After re-reading your post about 10 times (my fault :frowning:) and reviewing the ifconfig I finally picked out (I also widened my terminal to 132 or so columns to see it) that I had my interface (igb3) “physically” attached to a bridge. Once I removed it, it worked :grinning:

— Adding a couple of notes (1 or more :grin:):

  1. It may not make a difference but under the jail’s network configuration, you can set the vnet_default_interface as the VLAN itself instead of auto.
  2. On the UniFi port config, as @kevdog notes, you apparently must have the VLANs you want to pass through as being tagged; you cannot have the natvie VLANs as being one of the VLANs you want to pass through; e.g., if you have VLAN1000 as, say, your management VLAN, that one can be the native VLAN. The other VLANs must be tagged (likely self-evident to those who are better at networking than I)
  3. There are some posts that reference changing the default MTU from 1500 to 1504 to accomodate VLANs - that is not required.

@nfld.republic

Thanks for the notes

Addressing your points:

  1. vnet_default_interface – yes you are correct – you can set it as the VLAN number or leave it at auto. I didn’t find it made much difference in either case.
  2. I’ve read its recommended not to mix tagged and untagged traffic – I’m not certain if this is a hard and fast rule or just a recommendation.

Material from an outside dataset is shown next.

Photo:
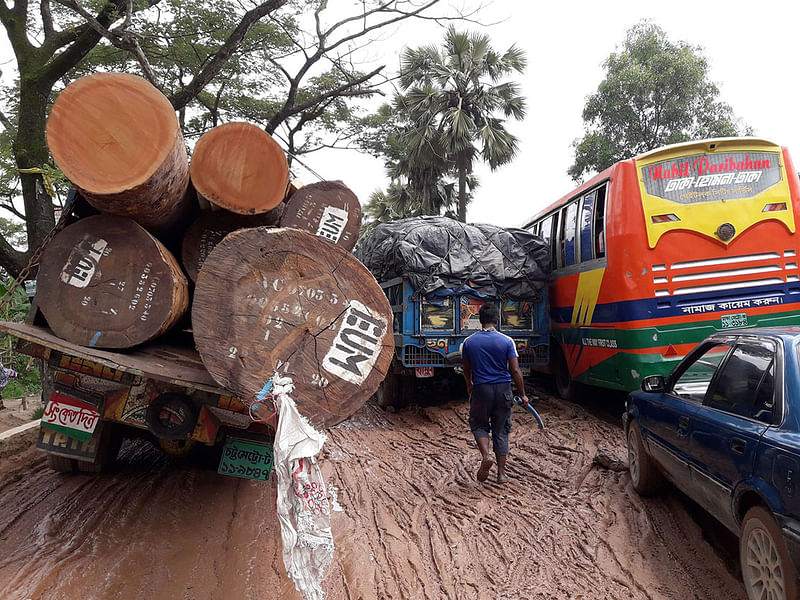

Certainly the setup would be simplified if VLAN1 traffic did not need to be tagged. I was hoping others would either help me confirm or deny this “recommendation”
  3. Changing of the MTU is not needed. I’m not sure if this needed to be done in the past, however as of 2019/2020 the MTU does not need to be adjusted

I upgraded over the weeked from 11.2U7 to 11.3RC2. Unfortunately/fortunately??? they changed the Network and VLAN interfaces and the instructions I wrote above are not entirely applicable to the new release. If you want I can add instructions for the 11.3 release – and probably just best to put these instructions within a new thread as I can see the instructions are likely to get buried in this thread.